On 1/19/22 07:43, Tadeusz Struk wrote:
Looks like after this change there is a time window, when task_struct->se.cfs_rq can be NULL. This can be exploited to trigger null-ptr-deref by calling setpriority on that task.
Looks like isn't good enough, either there is, in which case you explain the window, or there isn't in which case what are we doing here?
There surely is something wrong, otherwise it wouldn't crash. I will try to narrow down the reproducer to better understand what causes the fault.
The race is between sched_post_fork() and setpriority(PRIO_PGRP) The scenario is that the main process spawns 3 new threads, which then call setpriority(PRIO_PGRP, 0, -20), wait, and exit. For each of the new thread the copy_process() gets invoked, which then calls sched_fork() and finally sched_post_fork().
There is a possibility that setpriority(PRIO_PGRP)->set_one_prio() will be called for a thread in the group that is just being created by copy_process(), and for which the sched_post_fork() has not been executed yet.
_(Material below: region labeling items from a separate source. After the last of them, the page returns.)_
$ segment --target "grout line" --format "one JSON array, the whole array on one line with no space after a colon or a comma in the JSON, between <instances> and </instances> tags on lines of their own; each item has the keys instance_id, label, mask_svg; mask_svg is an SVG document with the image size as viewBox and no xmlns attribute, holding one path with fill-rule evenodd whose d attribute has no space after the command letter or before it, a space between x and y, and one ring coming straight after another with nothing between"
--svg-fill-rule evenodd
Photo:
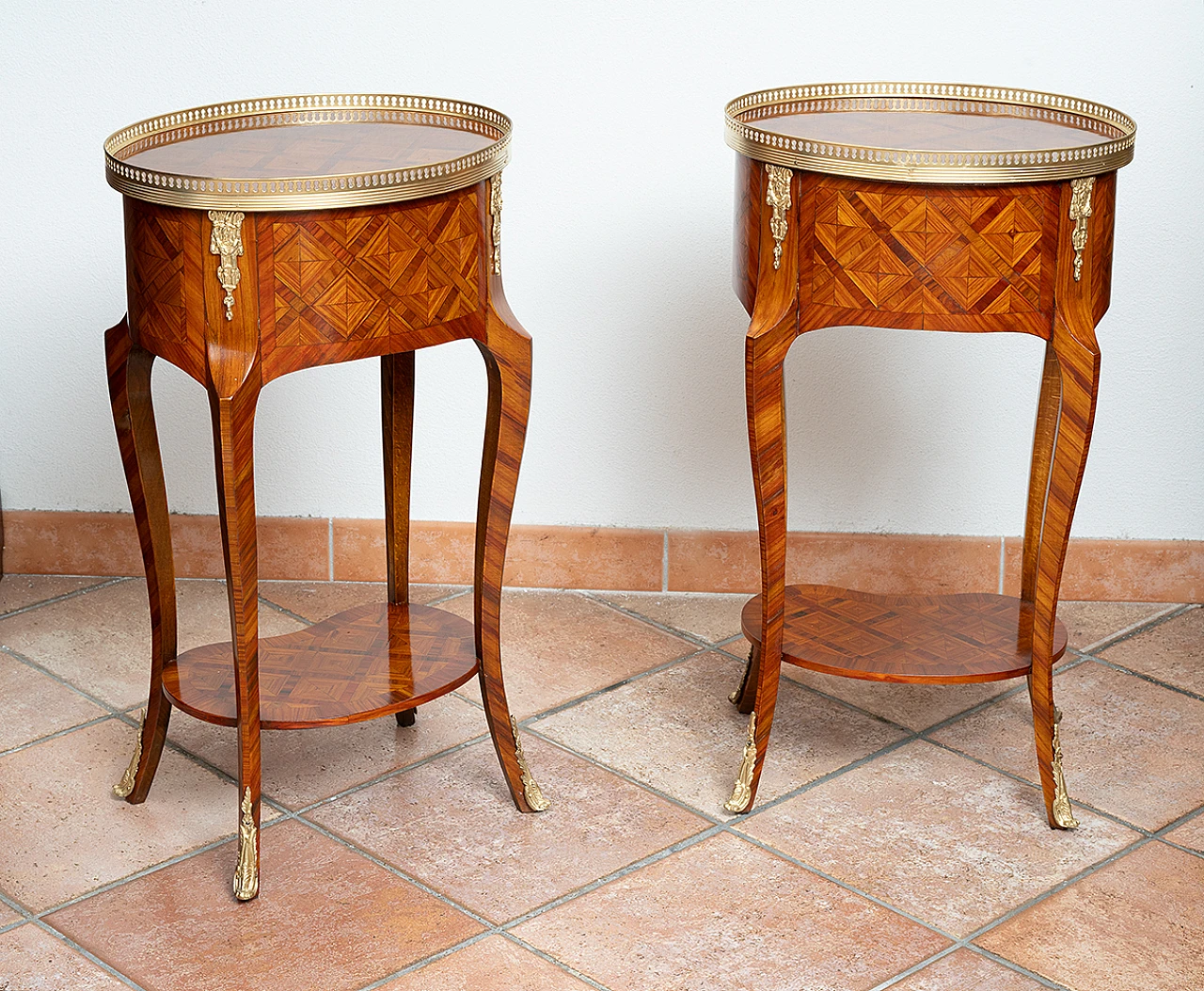
<instances>
[{"instance_id":1,"label":"grout line","mask_svg":"<svg viewBox=\"0 0 1204 991\"><path fill-rule=\"evenodd\" d=\"M508 931L514 926L521 925L523 922L533 919L537 915L543 915L545 912L551 912L554 908L559 908L566 902L576 901L583 895L589 895L591 891L597 891L600 887L609 884L610 881L616 881L620 878L625 878L628 874L633 874L637 871L643 869L644 867L649 867L650 865L657 863L665 860L666 857L671 857L673 856L673 854L679 854L681 853L681 850L686 850L690 847L696 847L704 839L710 839L710 837L718 836L721 832L725 832L725 827L722 825L716 824L714 826L709 826L706 830L702 830L701 832L694 833L692 836L687 836L685 839L679 839L677 843L671 843L668 847L663 847L660 850L656 850L645 857L641 857L637 861L632 861L625 867L620 867L616 871L612 871L609 874L603 874L601 878L595 878L592 881L583 884L579 887L574 887L572 891L567 891L563 895L553 898L549 902L544 902L542 906L536 906L533 909L525 912L521 915L517 915L508 922L502 924L500 928L502 928L503 931Z\"/></svg>"},{"instance_id":2,"label":"grout line","mask_svg":"<svg viewBox=\"0 0 1204 991\"><path fill-rule=\"evenodd\" d=\"M1129 854L1134 853L1135 850L1140 850L1143 847L1145 847L1150 842L1151 842L1150 837L1147 837L1147 836L1140 837L1139 839L1137 839L1133 843L1131 843L1128 847L1121 848L1115 854L1109 854L1103 860L1099 860L1096 863L1088 865L1087 867L1082 868L1082 871L1079 871L1076 874L1072 874L1069 878L1066 878L1066 879L1058 881L1057 884L1052 885L1051 887L1046 889L1045 891L1041 891L1039 895L1034 895L1028 901L1021 902L1019 906L1014 906L1013 908L1010 908L1005 913L1003 913L1003 915L999 915L998 918L992 919L990 922L987 922L987 924L985 924L982 926L979 926L979 928L974 930L974 932L968 933L967 936L962 937L961 942L968 945L969 943L972 943L973 940L978 939L979 937L985 936L986 933L988 933L991 930L1002 926L1004 922L1009 921L1010 919L1015 919L1022 912L1027 912L1028 909L1033 908L1034 906L1038 906L1041 902L1046 901L1047 898L1054 897L1060 891L1064 891L1066 889L1070 887L1070 885L1078 884L1079 881L1084 880L1085 878L1090 878L1092 874L1097 873L1098 871L1102 871L1103 868L1108 867L1110 863L1115 863L1121 857L1128 856Z\"/></svg>"},{"instance_id":3,"label":"grout line","mask_svg":"<svg viewBox=\"0 0 1204 991\"><path fill-rule=\"evenodd\" d=\"M571 967L569 965L565 963L562 960L557 960L551 954L549 954L547 950L541 950L535 944L527 943L521 936L515 936L514 933L507 932L507 931L503 931L501 933L501 936L503 936L506 939L509 939L512 943L515 943L517 945L521 946L523 949L525 949L525 950L535 954L536 956L542 957L543 960L547 960L549 963L555 963L566 974L569 974L571 977L577 978L579 981L586 984L588 986L597 989L597 991L610 991L610 989L607 987L604 984L600 984L597 980L595 980L594 978L591 978L589 974L583 973L582 971L578 971L576 967Z\"/></svg>"},{"instance_id":4,"label":"grout line","mask_svg":"<svg viewBox=\"0 0 1204 991\"><path fill-rule=\"evenodd\" d=\"M613 592L612 592L613 595ZM655 592L653 592L655 595ZM618 602L612 602L606 597L606 592L583 592L583 596L590 602L596 602L600 606L606 606L608 609L627 617L627 619L637 620L654 630L659 630L662 633L668 633L669 636L677 637L678 639L684 639L696 647L702 647L706 649L712 649L714 644L706 637L700 637L697 633L691 633L689 630L679 630L677 626L669 626L667 623L661 623L660 620L653 619L651 617L645 617L643 613L637 613L635 609L628 609L626 606L620 606Z\"/></svg>"},{"instance_id":5,"label":"grout line","mask_svg":"<svg viewBox=\"0 0 1204 991\"><path fill-rule=\"evenodd\" d=\"M66 944L67 946L70 946L72 950L75 950L81 956L85 957L87 960L90 960L93 963L95 963L102 971L105 971L106 973L108 973L112 977L117 978L126 987L132 987L132 989L135 989L135 991L143 991L143 987L142 987L141 984L135 984L130 978L125 977L125 974L123 974L120 971L114 969L108 963L105 963L105 961L101 960L99 956L96 956L95 954L90 952L89 950L85 950L83 946L81 946L78 943L76 943L66 933L59 932L57 928L54 928L51 925L47 925L46 922L41 921L40 919L35 920L34 925L37 926L43 932L46 932L49 936L52 936L55 939L58 939L60 943ZM8 986L7 984L4 984L4 985L0 985L0 989L6 989L7 986Z\"/></svg>"},{"instance_id":6,"label":"grout line","mask_svg":"<svg viewBox=\"0 0 1204 991\"><path fill-rule=\"evenodd\" d=\"M0 647L0 654L6 654L10 657L12 657L13 660L20 661L23 665L26 665L28 667L34 668L34 671L37 671L41 674L45 674L52 682L58 682L64 688L71 689L77 695L82 695L84 698L87 698L94 706L99 706L101 709L104 709L105 712L110 713L111 715L118 715L119 713L125 712L125 708L118 708L117 706L113 706L110 702L106 702L99 695L93 695L90 691L87 691L85 689L79 688L77 684L75 684L73 682L67 680L61 674L59 674L59 673L57 673L54 671L51 671L51 668L46 667L46 665L39 663L33 657L26 657L24 654L20 654L18 651L13 650L11 647ZM144 706L146 703L141 702L141 703L135 703L135 704L142 704L142 706Z\"/></svg>"},{"instance_id":7,"label":"grout line","mask_svg":"<svg viewBox=\"0 0 1204 991\"><path fill-rule=\"evenodd\" d=\"M69 576L48 576L48 577L66 578ZM76 577L90 577L90 576L76 576ZM69 592L63 592L63 595L55 595L52 596L51 598L43 598L41 602L31 602L29 606L22 606L19 609L12 609L11 612L7 613L0 613L0 620L12 619L12 617L19 617L22 613L31 613L34 612L34 609L41 609L42 606L53 606L55 602L65 602L69 598L76 598L77 596L85 595L87 592L94 592L98 589L106 589L110 585L118 585L122 582L129 582L129 580L131 579L126 577L117 577L108 579L96 578L95 585L85 585L82 589L75 589Z\"/></svg>"},{"instance_id":8,"label":"grout line","mask_svg":"<svg viewBox=\"0 0 1204 991\"><path fill-rule=\"evenodd\" d=\"M609 685L603 685L600 689L594 689L592 691L588 691L588 692L585 692L585 695L578 695L576 698L569 698L569 700L567 700L565 702L560 702L560 703L557 703L555 706L550 706L547 709L542 709L541 712L536 713L535 715L525 716L524 719L519 720L519 725L526 727L530 724L536 722L538 720L548 719L549 716L553 716L553 715L560 715L562 712L565 712L565 709L571 709L574 706L582 704L583 702L591 702L592 700L597 698L598 696L609 695L612 691L616 691L618 689L621 689L621 688L624 688L626 685L633 685L637 682L643 682L645 678L649 678L653 674L660 674L662 671L667 671L671 667L677 667L678 665L683 665L686 661L697 660L698 657L702 657L703 655L706 655L708 653L710 653L710 651L709 650L695 650L691 654L685 654L685 655L683 655L680 657L674 657L671 661L665 661L663 663L655 665L654 667L650 667L650 668L648 668L645 671L641 671L637 674L632 674L630 678L624 678L621 682L613 682Z\"/></svg>"},{"instance_id":9,"label":"grout line","mask_svg":"<svg viewBox=\"0 0 1204 991\"><path fill-rule=\"evenodd\" d=\"M742 833L738 830L727 827L727 828L724 830L724 832L731 833L732 836L737 837L738 839L743 839L746 843L752 844L754 847L759 847L762 850L765 850L767 854L773 854L777 857L781 857L784 861L786 861L789 863L792 863L796 867L803 868L809 874L815 874L815 877L818 877L818 878L824 878L824 880L830 881L831 884L834 884L837 887L839 887L839 889L842 889L844 891L848 891L851 895L860 895L862 898L866 898L867 901L873 902L875 906L879 906L880 908L885 908L885 909L895 913L896 915L902 915L908 921L915 922L919 926L923 926L929 932L934 932L934 933L937 933L937 936L939 936L939 937L942 937L944 939L949 939L952 943L957 942L957 937L956 936L954 936L950 932L945 932L943 928L940 928L940 926L934 926L932 922L926 922L919 915L913 915L911 913L907 912L905 909L899 908L898 906L892 906L890 902L884 902L877 895L870 895L868 891L862 891L860 887L855 887L854 885L849 884L848 881L840 880L834 874L830 874L830 873L827 873L827 871L821 871L819 867L816 867L813 863L808 863L804 860L799 860L798 857L791 856L790 854L786 854L786 853L779 850L775 847L771 847L768 843L762 843L760 839L756 839L755 837L748 836L746 833Z\"/></svg>"},{"instance_id":10,"label":"grout line","mask_svg":"<svg viewBox=\"0 0 1204 991\"><path fill-rule=\"evenodd\" d=\"M1109 647L1115 647L1122 641L1127 641L1138 633L1144 633L1146 630L1152 630L1155 626L1162 626L1171 619L1178 619L1185 613L1190 613L1192 609L1199 608L1198 606L1168 606L1165 609L1158 613L1152 613L1145 619L1139 619L1137 623L1131 623L1123 630L1117 630L1115 633L1109 633L1103 639L1098 639L1094 643L1082 647L1079 649L1081 654L1093 654L1096 650L1106 650Z\"/></svg>"},{"instance_id":11,"label":"grout line","mask_svg":"<svg viewBox=\"0 0 1204 991\"><path fill-rule=\"evenodd\" d=\"M419 708L421 708L421 707L419 707ZM268 732L272 732L272 731L268 731ZM461 743L456 743L456 744L454 744L452 747L448 747L448 748L445 748L443 750L439 750L439 751L437 751L435 754L427 754L425 757L420 757L419 760L414 761L413 763L407 763L403 767L391 767L388 771L382 772L380 774L377 774L374 778L370 778L366 781L360 781L359 784L354 784L350 788L346 788L342 791L335 792L334 795L327 795L325 798L319 798L317 802L309 802L308 804L301 806L297 809L290 809L289 814L290 815L308 815L309 813L314 812L315 809L320 809L324 806L334 804L335 802L338 802L342 798L347 798L349 795L354 795L358 791L364 791L365 789L372 788L372 785L378 785L382 781L388 781L390 778L396 778L396 777L399 777L401 774L407 773L408 771L417 771L419 767L423 767L424 765L427 765L431 761L438 760L439 757L445 757L445 756L448 756L450 754L459 753L460 750L465 750L465 749L467 749L470 747L473 747L473 745L476 745L478 743L484 743L486 739L489 739L489 733L488 732L485 732L485 733L478 733L477 736L472 737L471 739L462 741ZM288 807L285 806L285 808L288 808Z\"/></svg>"},{"instance_id":12,"label":"grout line","mask_svg":"<svg viewBox=\"0 0 1204 991\"><path fill-rule=\"evenodd\" d=\"M497 928L498 928L497 924L490 922L484 915L479 914L478 912L474 912L473 909L468 908L466 904L462 904L462 903L455 901L455 898L448 897L442 891L438 891L437 889L431 887L424 880L419 879L418 877L415 877L413 874L409 874L409 873L402 871L397 865L390 863L389 861L384 860L384 857L380 857L377 854L373 854L366 847L361 847L355 840L348 839L344 836L340 836L338 833L336 833L336 832L326 828L325 826L321 826L320 824L314 822L314 821L312 821L309 819L302 819L299 815L290 815L288 819L275 820L271 825L276 826L279 822L284 822L284 821L300 822L302 826L306 826L306 827L313 830L314 832L320 833L321 836L326 837L326 839L334 840L340 847L346 847L352 853L359 854L365 860L372 861L372 863L374 863L377 867L380 867L382 869L388 871L394 877L401 878L402 880L408 881L409 884L414 885L414 887L417 887L420 891L424 891L425 893L430 895L432 898L437 898L438 901L443 902L443 904L454 908L456 912L459 912L459 913L461 913L464 915L467 915L477 925L484 926L486 930L497 931Z\"/></svg>"},{"instance_id":13,"label":"grout line","mask_svg":"<svg viewBox=\"0 0 1204 991\"><path fill-rule=\"evenodd\" d=\"M951 946L945 946L945 949L933 954L932 956L925 957L919 963L913 963L905 971L899 971L897 974L889 977L880 984L875 984L873 987L869 989L869 991L885 991L887 987L893 987L901 980L905 980L907 978L911 977L911 974L922 971L929 963L936 963L938 960L944 960L946 956L957 952L960 949L961 946L957 943L954 943Z\"/></svg>"},{"instance_id":14,"label":"grout line","mask_svg":"<svg viewBox=\"0 0 1204 991\"><path fill-rule=\"evenodd\" d=\"M1041 985L1041 987L1052 987L1054 991L1072 991L1069 985L1058 984L1052 978L1047 978L1044 974L1038 974L1035 971L1029 971L1027 967L1021 967L1014 960L1008 960L1008 957L1005 956L999 956L998 954L993 954L991 952L991 950L987 950L984 946L978 946L974 943L966 943L963 945L963 949L978 954L979 956L984 956L987 960L992 960L996 963L999 963L1009 968L1010 971L1015 971L1017 974L1023 974L1029 980L1035 980L1038 984Z\"/></svg>"},{"instance_id":15,"label":"grout line","mask_svg":"<svg viewBox=\"0 0 1204 991\"><path fill-rule=\"evenodd\" d=\"M415 960L413 963L407 963L400 971L394 971L393 973L385 974L383 978L379 978L372 981L371 984L366 984L362 987L358 989L358 991L376 991L377 987L384 987L384 985L389 984L389 981L396 980L397 978L402 978L406 974L412 974L415 971L421 971L429 963L435 963L438 960L443 960L443 957L445 956L452 956L452 954L456 952L458 950L467 949L474 943L479 943L482 939L486 939L488 937L494 936L496 930L494 930L492 927L486 928L484 932L478 932L476 936L470 936L467 939L461 939L459 943L453 943L450 946L447 946L445 949L442 949L438 952L431 954L430 956L424 956L421 960Z\"/></svg>"},{"instance_id":16,"label":"grout line","mask_svg":"<svg viewBox=\"0 0 1204 991\"><path fill-rule=\"evenodd\" d=\"M273 822L277 820L272 820ZM266 828L270 822L262 824ZM65 908L71 908L72 906L79 904L79 902L87 902L90 898L95 898L98 895L104 895L106 891L112 891L114 887L120 887L122 885L129 884L130 881L136 881L140 878L144 878L148 874L157 874L160 871L165 871L169 867L175 867L177 863L183 863L185 860L191 860L201 854L207 854L225 843L231 843L235 838L235 833L225 833L217 839L211 839L208 843L202 843L200 847L195 847L191 850L185 850L183 854L177 854L173 857L160 861L159 863L152 863L148 867L141 867L129 874L124 874L120 878L114 878L111 881L105 881L105 884L98 885L96 887L88 889L78 895L72 895L64 902L53 904L49 908L42 909L41 912L34 913L34 921L42 921L47 915L53 915L55 912L61 912Z\"/></svg>"},{"instance_id":17,"label":"grout line","mask_svg":"<svg viewBox=\"0 0 1204 991\"><path fill-rule=\"evenodd\" d=\"M19 754L22 750L28 750L30 747L36 747L40 743L48 743L52 739L65 737L67 733L73 733L76 730L90 730L93 726L99 726L101 722L107 722L110 719L118 719L118 716L114 713L98 715L95 719L89 719L87 722L78 722L75 726L67 726L65 730L57 730L53 733L47 733L45 737L37 737L36 739L18 743L16 747L10 747L7 750L0 750L0 757L10 757L13 754ZM118 721L124 722L125 720L118 719ZM2 991L2 989L0 989L0 991Z\"/></svg>"},{"instance_id":18,"label":"grout line","mask_svg":"<svg viewBox=\"0 0 1204 991\"><path fill-rule=\"evenodd\" d=\"M663 532L663 544L661 545L661 591L669 590L669 531Z\"/></svg>"},{"instance_id":19,"label":"grout line","mask_svg":"<svg viewBox=\"0 0 1204 991\"><path fill-rule=\"evenodd\" d=\"M1163 682L1159 678L1155 678L1151 674L1145 674L1140 671L1134 671L1131 667L1125 667L1125 665L1114 663L1105 657L1087 657L1085 660L1091 660L1100 667L1108 667L1112 671L1119 671L1121 674L1132 674L1134 678L1139 678L1143 682L1149 682L1151 685L1157 685L1158 688L1167 689L1168 691L1176 692L1178 695L1186 695L1188 698L1194 698L1199 702L1204 702L1204 695L1198 691L1192 691L1191 689L1182 689L1179 685L1173 685L1169 682Z\"/></svg>"},{"instance_id":20,"label":"grout line","mask_svg":"<svg viewBox=\"0 0 1204 991\"><path fill-rule=\"evenodd\" d=\"M267 607L270 607L272 609L276 609L276 612L281 613L281 615L287 615L289 619L295 619L297 623L303 623L306 626L313 626L313 625L315 625L314 620L306 619L300 613L294 613L291 609L285 609L283 606L277 606L275 602L272 602L271 598L265 598L264 596L259 596L259 601L260 601L260 604L264 604L264 606L267 606ZM297 632L300 632L300 631L297 631ZM260 637L260 639L267 639L267 637Z\"/></svg>"}]
</instances>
This will trigger a null pointer dereference in reweight_entity() because it will try to access the CFS run queue pointer, which hasn't been set, resulting it a crash as below:
KASAN: null-ptr-deref in range [0x00000000000000a0-0x00000000000000a7] CPU: 0 PID: 2392 Comm: reduced_repro Not tainted 5.16.0-11201-gb42c5a161ea3-dirty #13 Hardware name: QEMU Standard PC (i440FX + PIIX, 1996), BIOS 1.15.0-1.fc35 04/01/2014 RIP: 0010:reweight_entity+0x15d/0x440 RSP: 0018:ffffc900035dfcf8 EFLAGS: 00010006 Call Trace: <TASK> reweight_task+0xde/0x1c0 set_load_weight+0x21c/0x2b0 set_user_nice.part.0+0x2d1/0x519 set_user_nice.cold+0x8/0xd set_one_prio+0x24f/0x263 __do_sys_setpriority+0x2d3/0x640 __x64_sys_setpriority+0x84/0x8b do_syscall_64+0x35/0xb0 entry_SYSCALL_64_after_hwframe+0x44/0xae </TASK> ---[ end trace 9dc80a9d378ed00a ]---
Before the mentioned change the rq pointer has been set in sched_fork(), which is called much earlier in copy_process() as opposed to sched_post_fork(), before the new task is added to the thread_group.
A stripped down version of the sysbot reproducer can be found here: https://termbin.com/axkq
I can consistently reproduce the issue with it in 2-3 runs.
The solution is either we set the pointer p->se.cfs_rq to a dummy rq in sched_fork(), or return from the set_one_prio() without doing anything if the rq is NULL, as it is done in the patch. I will update the description and resend it tomorrow.